Preprocessor Macro: ikptr_t IK_FIELD (ikptr_t stru, ikuword_t idx)

Evaluate to the location of the field at zero–based index idx for the structure stru. A use of this macro can appear both as operand and as left–side of an assignment.

ikptr_t   s_stru = the_structure;
ikptr_t   s_field;

s_field = IK_FIELD(s_stru, 2);

IK_FIELD(s_stru, 2) = s_field;
IK_SIGNAL_DIRT(pcb, IK_FIELD_PTR(s_stru, 2));

Preprocessor Macro: ikptr_t * IK_FIELD_PTR (str, ikuword_t idx)

Evaluate to a pointer to the field at index idx for the structure stru; stru must be a tagged reference to a struct object.
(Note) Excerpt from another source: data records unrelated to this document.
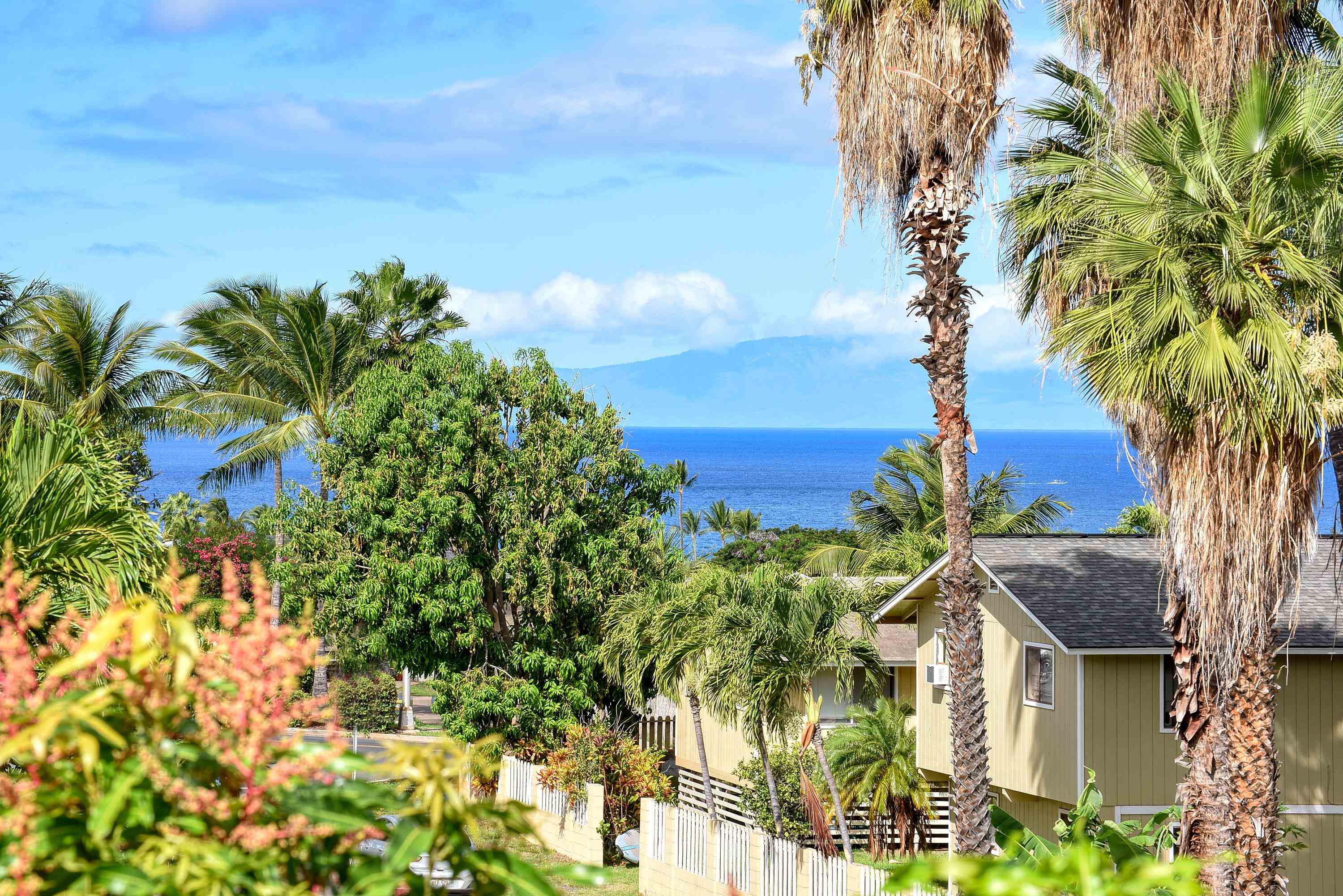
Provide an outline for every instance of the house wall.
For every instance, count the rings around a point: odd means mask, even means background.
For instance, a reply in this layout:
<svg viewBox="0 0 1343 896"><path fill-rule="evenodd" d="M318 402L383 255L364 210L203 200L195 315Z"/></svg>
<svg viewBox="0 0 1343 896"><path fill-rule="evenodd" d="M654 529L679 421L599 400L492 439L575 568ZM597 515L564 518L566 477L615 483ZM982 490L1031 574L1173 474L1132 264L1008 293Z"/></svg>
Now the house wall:
<svg viewBox="0 0 1343 896"><path fill-rule="evenodd" d="M1006 592L987 590L984 692L988 715L988 774L995 787L1072 805L1077 799L1077 657L1054 643L1054 708L1027 707L1025 643L1052 643ZM933 631L943 627L935 598L919 603L919 766L951 774L951 689L921 674L933 660Z"/></svg>
<svg viewBox="0 0 1343 896"><path fill-rule="evenodd" d="M1183 768L1160 731L1160 657L1089 656L1082 674L1084 755L1108 806L1175 799ZM1343 805L1343 660L1292 656L1280 668L1277 750L1283 802Z"/></svg>

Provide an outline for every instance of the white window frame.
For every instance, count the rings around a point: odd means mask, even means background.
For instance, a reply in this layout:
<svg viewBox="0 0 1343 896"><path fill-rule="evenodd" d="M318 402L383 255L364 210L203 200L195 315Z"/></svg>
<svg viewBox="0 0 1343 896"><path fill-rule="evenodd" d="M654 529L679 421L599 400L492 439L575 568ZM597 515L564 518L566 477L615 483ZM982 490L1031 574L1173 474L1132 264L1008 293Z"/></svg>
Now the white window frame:
<svg viewBox="0 0 1343 896"><path fill-rule="evenodd" d="M1163 653L1156 657L1156 729L1163 735L1175 733L1175 728L1166 727L1166 660L1172 654ZM1175 695L1171 695L1174 700Z"/></svg>
<svg viewBox="0 0 1343 896"><path fill-rule="evenodd" d="M1058 650L1056 650L1054 645L1052 643L1041 643L1038 641L1023 641L1022 645L1023 646L1021 652L1021 700L1027 707L1035 707L1037 709L1053 709L1054 708L1053 703L1038 703L1026 696L1027 693L1030 693L1030 690L1026 688L1026 656L1030 653L1030 647L1038 647L1039 650L1049 650L1049 674L1053 678L1050 681L1049 692L1053 695L1058 689L1058 662L1057 662Z"/></svg>

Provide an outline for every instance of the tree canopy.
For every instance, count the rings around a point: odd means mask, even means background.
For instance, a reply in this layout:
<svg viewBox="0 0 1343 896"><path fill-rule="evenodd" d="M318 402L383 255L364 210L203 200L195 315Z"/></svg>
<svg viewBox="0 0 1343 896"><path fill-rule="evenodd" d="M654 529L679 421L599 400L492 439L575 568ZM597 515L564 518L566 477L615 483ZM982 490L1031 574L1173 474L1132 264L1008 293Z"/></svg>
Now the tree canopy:
<svg viewBox="0 0 1343 896"><path fill-rule="evenodd" d="M320 447L334 500L286 498L290 600L337 652L436 673L467 737L559 732L618 699L602 613L665 564L672 478L539 349L424 345L357 380ZM287 567L287 570L286 570Z"/></svg>

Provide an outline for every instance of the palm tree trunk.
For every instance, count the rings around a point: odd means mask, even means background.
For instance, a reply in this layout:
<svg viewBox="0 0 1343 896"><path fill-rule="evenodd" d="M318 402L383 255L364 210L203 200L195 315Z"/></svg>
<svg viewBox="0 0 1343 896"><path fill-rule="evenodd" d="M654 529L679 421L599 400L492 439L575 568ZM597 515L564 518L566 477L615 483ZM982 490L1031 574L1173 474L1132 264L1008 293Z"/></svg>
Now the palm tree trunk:
<svg viewBox="0 0 1343 896"><path fill-rule="evenodd" d="M1175 642L1171 656L1175 660L1176 763L1187 770L1175 790L1175 799L1183 806L1179 852L1205 861L1201 876L1209 893L1232 896L1232 866L1217 861L1232 849L1226 712L1202 674L1195 629L1187 611L1185 596L1171 588L1166 629Z"/></svg>
<svg viewBox="0 0 1343 896"><path fill-rule="evenodd" d="M713 778L709 776L709 751L704 746L704 724L700 721L700 695L686 688L685 700L690 704L690 721L694 723L694 746L700 750L700 774L704 775L704 805L709 810L709 822L719 823L719 806L713 798Z"/></svg>
<svg viewBox="0 0 1343 896"><path fill-rule="evenodd" d="M279 512L279 496L283 493L283 490L285 490L283 461L277 457L275 458L275 512L277 513ZM279 563L279 549L283 545L285 545L285 527L282 527L279 524L279 520L277 519L275 520L275 557L271 562L273 567ZM271 617L270 623L274 625L274 626L278 626L279 625L279 604L282 603L282 599L279 596L279 582L277 580L274 568L270 572L270 579L271 579L271 582L270 582L270 603L275 609L275 615Z"/></svg>
<svg viewBox="0 0 1343 896"><path fill-rule="evenodd" d="M853 841L849 840L849 819L843 814L843 803L839 802L839 786L835 783L834 772L830 771L830 762L826 759L826 744L825 739L821 736L821 728L817 728L817 733L811 737L811 746L817 748L817 759L821 762L821 774L826 776L826 783L830 785L830 799L834 802L835 807L835 821L839 822L839 840L843 842L843 857L845 861L853 861Z"/></svg>
<svg viewBox="0 0 1343 896"><path fill-rule="evenodd" d="M770 764L770 744L764 739L764 720L756 720L756 747L760 750L760 767L764 768L764 783L770 789L770 811L774 814L774 836L783 837L783 809L779 806L779 789L774 783L774 766Z"/></svg>
<svg viewBox="0 0 1343 896"><path fill-rule="evenodd" d="M905 247L915 253L915 270L924 289L909 301L928 318L928 353L915 359L928 371L941 453L947 566L939 578L947 653L951 666L951 770L956 813L956 852L986 856L994 848L988 815L988 725L984 712L984 618L979 580L971 559L970 473L966 441L974 433L966 419L966 344L970 333L970 286L960 275L975 193L950 169L921 177L900 222Z"/></svg>
<svg viewBox="0 0 1343 896"><path fill-rule="evenodd" d="M1272 645L1248 652L1228 701L1226 739L1236 770L1232 801L1232 849L1241 857L1234 865L1236 892L1244 896L1276 896L1287 892L1281 880L1281 830L1279 823L1279 774L1281 766L1273 737L1279 684Z"/></svg>

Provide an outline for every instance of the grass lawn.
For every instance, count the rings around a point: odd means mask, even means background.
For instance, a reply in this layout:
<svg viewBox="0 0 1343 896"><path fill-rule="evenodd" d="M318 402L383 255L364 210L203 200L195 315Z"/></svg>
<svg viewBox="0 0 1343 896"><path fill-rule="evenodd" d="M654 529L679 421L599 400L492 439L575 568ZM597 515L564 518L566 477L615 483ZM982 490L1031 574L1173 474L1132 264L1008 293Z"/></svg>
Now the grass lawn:
<svg viewBox="0 0 1343 896"><path fill-rule="evenodd" d="M492 844L494 845L494 844ZM541 870L551 870L564 865L572 865L573 860L530 842L512 841L509 852L520 858L525 858ZM607 879L603 887L583 887L564 877L553 877L555 888L561 893L602 893L602 896L638 896L639 868L626 865L623 868L606 868L603 873Z"/></svg>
This macro is useful to build the second argument for a call to ik_signal_dirt_in_page_of_pointer().

Preprocessor Macro: void * IK_STRUCT_FIELDS_VOIDP (ikptr_t stru)

Given a tagged pointer referencing a struct: return a pointer to the first machine word in the data area of the struct’s memory block; this is a pointer to the location of the first struct field.

Operations on structs

Function: ikptr_t ika_struct_alloc_no_init (ikpcb_t * pcb, ikptr_t std)

Allocate, initialise and return a new structure instance of type std. The first word of the allocated block is initialised with std, the other words are left uninitialised.

NOTE This function makes use of the field root9 of pcb.

Function: ikptr_t ika_struct_alloc_and_init (ikpcb_t * pcb, ikptr_t std)

Allocate, initialise and return a new structure instance of type std. The first word of the allocated block is initialised with std, the other words are initialised to the fixnum zero.

NOTE This function makes use of the field root9 of pcb.

Function: int ik_is_struct (ikptr_t R)

Return true if R is a reference to a structure; otherwise return false.